Nampak’s rising debt is taking its toll on the company, forcing it to negotiate debt refinancing on better terms and trying to get more money from shareholders.
At its height in 2018, Nampak’s interest-bearing debt hit R13.3 billion. Nampak has since sold many of its assets to pay off some of its debt.
These disposals included Nampak Glass, Nampak Plastics Europe, and, more recently, the company’s crates manufacturing equipment and Tanzanian manufacturing facilities.
Disposing these assets reduced the company’s interest-bearing debt to around R8 billion.
Although Nampak reduced its debt, it was not because of its operational performance. Selling assets is not a sustainable option for managing debt.
When looking at Nampak’s interest expense on its debt, it quickly becomes clear that it has taken its toll on the company.
The rising interest rates since 2021 did not help.
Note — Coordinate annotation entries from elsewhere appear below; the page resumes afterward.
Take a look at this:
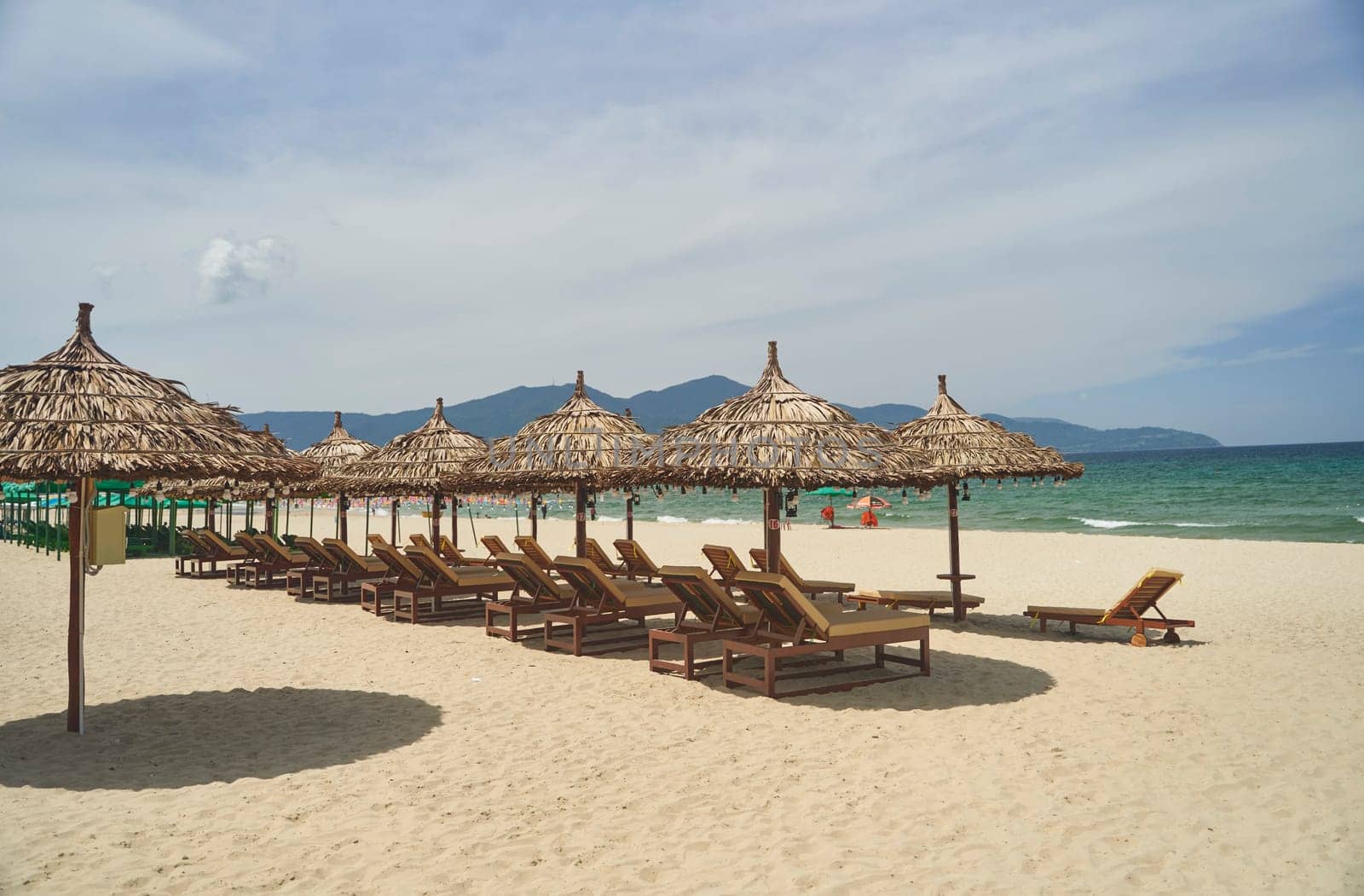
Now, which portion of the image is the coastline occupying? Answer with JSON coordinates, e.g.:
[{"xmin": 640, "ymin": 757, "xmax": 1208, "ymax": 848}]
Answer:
[{"xmin": 0, "ymin": 517, "xmax": 1364, "ymax": 892}]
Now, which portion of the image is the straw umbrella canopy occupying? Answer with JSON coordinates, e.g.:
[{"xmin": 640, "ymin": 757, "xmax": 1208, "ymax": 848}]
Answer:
[
  {"xmin": 300, "ymin": 411, "xmax": 379, "ymax": 541},
  {"xmin": 464, "ymin": 371, "xmax": 653, "ymax": 557},
  {"xmin": 895, "ymin": 373, "xmax": 1084, "ymax": 621},
  {"xmin": 318, "ymin": 398, "xmax": 488, "ymax": 544},
  {"xmin": 0, "ymin": 303, "xmax": 316, "ymax": 731},
  {"xmin": 138, "ymin": 423, "xmax": 303, "ymax": 535},
  {"xmin": 650, "ymin": 343, "xmax": 944, "ymax": 571}
]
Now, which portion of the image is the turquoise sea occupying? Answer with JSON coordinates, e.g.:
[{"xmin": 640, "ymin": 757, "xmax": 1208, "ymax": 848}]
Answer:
[{"xmin": 459, "ymin": 442, "xmax": 1364, "ymax": 543}]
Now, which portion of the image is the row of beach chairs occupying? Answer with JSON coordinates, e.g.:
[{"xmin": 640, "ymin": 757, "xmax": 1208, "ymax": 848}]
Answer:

Nampak’s interest burden has significantly increased to a worrying R828 million.
This represents an almost three-fold increase in its interest expense since the end of 2019.
However, this is only part of the story. The true impact of Nampak’s interest burden can only be appreciated when considering its interest coverage ratio.
This ratio shows how many times a company can repay its interest expense with profits from its core operating activities.
Nampak’s interest coverage ratio has significantly deteriorated over the last decade, which raises concerns over its solvency.
The decrease resulted from increasing interest expenditure and Nampak’s inability to generate the necessary operating profits to pay its interest expenses.
The blank data points in the chart below indicate periods where Nampak couldn’t cover its interest expense with its operating profit.
These periods also had significant impairment losses affecting operating profit and are generally considered to be once-off losses. This is not positive.
Even excluding the more than R2 billion impairment loss reported in H1 2023, the company would still only be able to pay half its interest expense for the interim period.
Nampak recently announced that it has concluded negotiations with most of its lenders to refinance its debt on terms more favourable to Nampak’s current circumstances.
This would likely remove a significant interest burden from Nampak and put it in a situation where it can at least cover its debt repayments with its operating profits.
On top of this, Nampak is proposing a R1 billion rights offer asking its shareholders for additional capital that will solely be used to pay off debt.
Given Nampak’s mountain of debt, it is not in any position to invest in growth operations. It would likely take a long time before it is in a healthy financial position.
Nampak is looking to sell numerous assets during the next 18 months and said its goal is to obtain R2.6 billion, which will also be used to pay off debt.
However, asset disposals can significantly affect a company’s revenue-generating capabilities and, if not done properly, could put a company in a worse position than before.